Jongeneel heeft gezocht naar de regels, die de Hebreeuwsche dichters bij den strophenbouw gevolgd hebben. Hij meent, dat, indien wij die opsporen en met behulp van het gevondene ons den oudsten vorm der handschriften voorstellen konden, ons een kostbaar middel voor de textkritiek zou gegeven zijn. Dat spreekt vanzelf.
Maar bij zulke onderzoekingen meent men zoo licht gevonden te hebben, wat men gaarne wil vinden. Onze eigene hypothesen worden ons vaak dierbaarder dan de waarheid, en wij zien dan niet nuchter uit de oogen.

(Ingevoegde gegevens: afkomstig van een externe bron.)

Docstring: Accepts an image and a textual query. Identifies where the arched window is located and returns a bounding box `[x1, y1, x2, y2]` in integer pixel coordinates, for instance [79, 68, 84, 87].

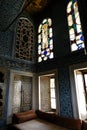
[67, 0, 85, 51]
[15, 18, 34, 62]
[38, 18, 54, 62]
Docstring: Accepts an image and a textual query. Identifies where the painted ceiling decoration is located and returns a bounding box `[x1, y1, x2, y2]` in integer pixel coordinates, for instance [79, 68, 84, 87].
[24, 0, 50, 13]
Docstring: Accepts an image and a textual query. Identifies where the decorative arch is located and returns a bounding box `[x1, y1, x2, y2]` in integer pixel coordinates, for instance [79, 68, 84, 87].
[38, 18, 54, 62]
[15, 17, 34, 62]
[67, 0, 85, 51]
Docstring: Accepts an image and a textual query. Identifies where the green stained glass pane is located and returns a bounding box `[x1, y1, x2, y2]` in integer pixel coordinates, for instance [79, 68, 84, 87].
[48, 18, 52, 26]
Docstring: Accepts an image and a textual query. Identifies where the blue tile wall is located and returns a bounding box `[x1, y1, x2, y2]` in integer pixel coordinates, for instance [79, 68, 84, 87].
[0, 0, 25, 31]
[0, 56, 35, 72]
[0, 0, 35, 127]
[0, 0, 25, 57]
[0, 0, 35, 72]
[58, 67, 73, 117]
[0, 30, 14, 57]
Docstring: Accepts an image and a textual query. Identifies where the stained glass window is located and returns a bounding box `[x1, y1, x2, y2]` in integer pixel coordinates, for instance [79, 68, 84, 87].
[38, 18, 54, 62]
[67, 0, 85, 51]
[15, 18, 34, 61]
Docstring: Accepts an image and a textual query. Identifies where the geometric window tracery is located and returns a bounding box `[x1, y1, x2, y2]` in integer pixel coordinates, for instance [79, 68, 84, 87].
[15, 18, 34, 61]
[38, 18, 54, 62]
[67, 0, 85, 52]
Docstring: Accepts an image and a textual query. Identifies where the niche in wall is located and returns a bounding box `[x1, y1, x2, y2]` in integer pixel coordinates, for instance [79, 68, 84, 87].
[12, 74, 32, 113]
[0, 69, 7, 118]
[7, 70, 36, 124]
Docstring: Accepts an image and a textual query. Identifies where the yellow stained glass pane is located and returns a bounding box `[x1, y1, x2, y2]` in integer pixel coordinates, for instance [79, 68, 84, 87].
[75, 13, 80, 23]
[67, 1, 72, 13]
[49, 32, 52, 38]
[69, 28, 74, 35]
[38, 57, 42, 62]
[41, 54, 44, 58]
[73, 2, 78, 11]
[47, 48, 50, 51]
[48, 18, 52, 26]
[49, 28, 52, 33]
[50, 44, 53, 50]
[42, 19, 47, 24]
[44, 57, 47, 61]
[50, 52, 54, 58]
[67, 7, 71, 13]
[76, 24, 81, 33]
[69, 28, 75, 40]
[38, 35, 41, 43]
[67, 1, 72, 8]
[71, 43, 78, 51]
[50, 39, 53, 44]
[38, 45, 41, 50]
[68, 15, 73, 26]
[38, 51, 40, 55]
[38, 24, 42, 33]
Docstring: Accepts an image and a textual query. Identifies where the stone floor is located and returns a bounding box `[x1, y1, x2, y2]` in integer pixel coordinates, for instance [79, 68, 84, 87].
[0, 127, 7, 130]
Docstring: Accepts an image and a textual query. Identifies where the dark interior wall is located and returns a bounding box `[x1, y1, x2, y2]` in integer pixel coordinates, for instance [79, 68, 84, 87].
[35, 0, 87, 72]
[78, 0, 87, 50]
[34, 0, 70, 63]
[35, 0, 87, 118]
[51, 0, 70, 58]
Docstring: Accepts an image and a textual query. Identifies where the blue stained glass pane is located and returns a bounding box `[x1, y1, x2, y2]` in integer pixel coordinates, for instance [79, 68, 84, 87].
[79, 32, 82, 35]
[44, 51, 47, 55]
[78, 44, 82, 49]
[73, 0, 77, 2]
[38, 43, 41, 45]
[80, 36, 84, 41]
[50, 37, 53, 40]
[48, 45, 50, 48]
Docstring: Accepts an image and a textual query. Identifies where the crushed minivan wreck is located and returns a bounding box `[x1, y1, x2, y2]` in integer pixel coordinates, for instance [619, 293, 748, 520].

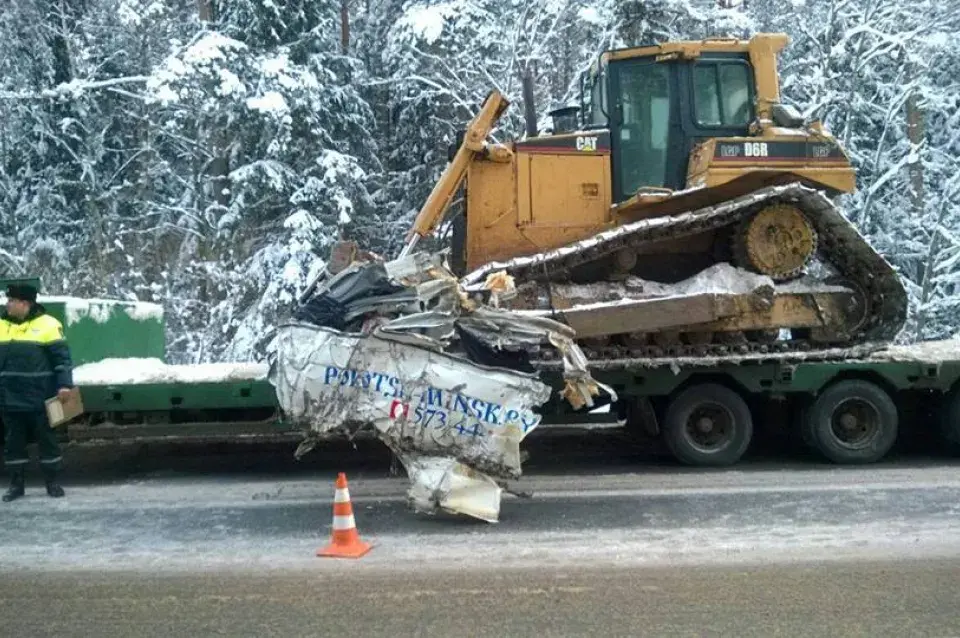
[269, 246, 612, 522]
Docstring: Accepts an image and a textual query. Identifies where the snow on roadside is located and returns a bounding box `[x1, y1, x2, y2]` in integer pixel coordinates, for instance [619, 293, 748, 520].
[2, 518, 959, 575]
[3, 470, 960, 573]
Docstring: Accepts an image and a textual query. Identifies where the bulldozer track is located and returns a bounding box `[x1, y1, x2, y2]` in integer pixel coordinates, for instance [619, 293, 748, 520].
[462, 182, 908, 365]
[530, 339, 886, 371]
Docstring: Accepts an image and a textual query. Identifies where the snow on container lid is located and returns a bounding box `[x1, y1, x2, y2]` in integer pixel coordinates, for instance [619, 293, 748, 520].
[73, 357, 269, 386]
[37, 296, 164, 326]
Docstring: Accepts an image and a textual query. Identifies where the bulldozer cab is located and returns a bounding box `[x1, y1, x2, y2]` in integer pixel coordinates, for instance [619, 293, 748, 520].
[581, 46, 755, 203]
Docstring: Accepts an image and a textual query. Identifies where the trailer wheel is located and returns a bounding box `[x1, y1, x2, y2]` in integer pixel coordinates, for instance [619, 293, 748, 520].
[938, 387, 960, 447]
[805, 380, 898, 464]
[663, 384, 753, 466]
[791, 400, 817, 451]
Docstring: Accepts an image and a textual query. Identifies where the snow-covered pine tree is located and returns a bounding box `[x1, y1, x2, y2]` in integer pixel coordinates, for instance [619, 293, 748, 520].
[765, 0, 960, 341]
[144, 0, 379, 362]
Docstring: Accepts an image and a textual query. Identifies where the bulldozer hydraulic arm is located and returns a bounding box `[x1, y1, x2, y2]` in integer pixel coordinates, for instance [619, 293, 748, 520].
[399, 90, 510, 258]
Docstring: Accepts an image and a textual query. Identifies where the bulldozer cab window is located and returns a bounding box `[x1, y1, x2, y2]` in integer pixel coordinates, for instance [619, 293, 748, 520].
[692, 62, 752, 127]
[615, 62, 672, 197]
[582, 65, 608, 129]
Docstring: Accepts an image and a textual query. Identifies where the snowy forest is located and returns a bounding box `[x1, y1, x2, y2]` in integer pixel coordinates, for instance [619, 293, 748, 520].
[0, 0, 957, 363]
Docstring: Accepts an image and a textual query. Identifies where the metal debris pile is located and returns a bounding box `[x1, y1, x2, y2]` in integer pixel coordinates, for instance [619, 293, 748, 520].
[268, 245, 612, 522]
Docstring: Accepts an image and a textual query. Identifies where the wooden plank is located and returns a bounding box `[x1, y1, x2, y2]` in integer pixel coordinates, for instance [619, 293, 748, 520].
[553, 293, 741, 338]
[550, 289, 858, 339]
[698, 290, 858, 332]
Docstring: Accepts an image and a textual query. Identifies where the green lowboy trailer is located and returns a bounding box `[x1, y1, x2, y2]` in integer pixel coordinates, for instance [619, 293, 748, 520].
[535, 344, 960, 466]
[4, 287, 959, 468]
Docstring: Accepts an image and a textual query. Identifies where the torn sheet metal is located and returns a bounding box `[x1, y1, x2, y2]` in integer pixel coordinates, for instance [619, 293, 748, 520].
[270, 249, 612, 522]
[402, 456, 504, 523]
[270, 322, 550, 522]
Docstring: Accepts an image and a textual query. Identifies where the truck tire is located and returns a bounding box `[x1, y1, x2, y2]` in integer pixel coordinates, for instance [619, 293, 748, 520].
[792, 400, 818, 453]
[805, 380, 898, 464]
[662, 384, 753, 467]
[938, 387, 960, 447]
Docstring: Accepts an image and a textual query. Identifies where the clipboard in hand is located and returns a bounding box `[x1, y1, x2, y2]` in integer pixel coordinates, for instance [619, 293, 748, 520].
[45, 388, 84, 428]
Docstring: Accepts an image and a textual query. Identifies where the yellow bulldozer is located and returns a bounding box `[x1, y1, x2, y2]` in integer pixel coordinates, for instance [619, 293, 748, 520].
[394, 33, 906, 359]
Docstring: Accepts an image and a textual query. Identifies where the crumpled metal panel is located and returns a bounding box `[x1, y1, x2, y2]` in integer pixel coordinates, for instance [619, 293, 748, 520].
[271, 250, 613, 522]
[270, 322, 551, 521]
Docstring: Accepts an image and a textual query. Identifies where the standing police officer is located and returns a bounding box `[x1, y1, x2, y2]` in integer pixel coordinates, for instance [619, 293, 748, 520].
[0, 281, 73, 502]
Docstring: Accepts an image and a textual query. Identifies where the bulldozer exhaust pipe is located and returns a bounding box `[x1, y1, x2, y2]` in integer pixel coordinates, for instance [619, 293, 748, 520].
[521, 68, 537, 139]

Prof. Land heeft in het Theol. Tijdschrift van l.l. Mei eenige staaltjes gegeven van Jongeneel's willekeur in het afdeelen der strophen. Laat mij op iets anders wijzen, wat m.i. zelfs den geachten schrijver, wanneer hij niet door den tijd zelf reeds ontnuchterd is, tot bezinning moet brengen.
Jongeneel veronderstelt, dat de aanvang- of sluitletters der regels met elkaar woorden gevormd hebben, waarin, òf des dichters naam vermeld was, òf eene vervloeking over Israëls vijanden werd uitgesproken, òf eenig ander naricht werd gegeven. De hoeksteen zijner onderstelling is, gelijk hij zelf zegt, Ps. 119, omdat daar de strophenindeeling niet behoeft gezocht te worden, maar gegeven is.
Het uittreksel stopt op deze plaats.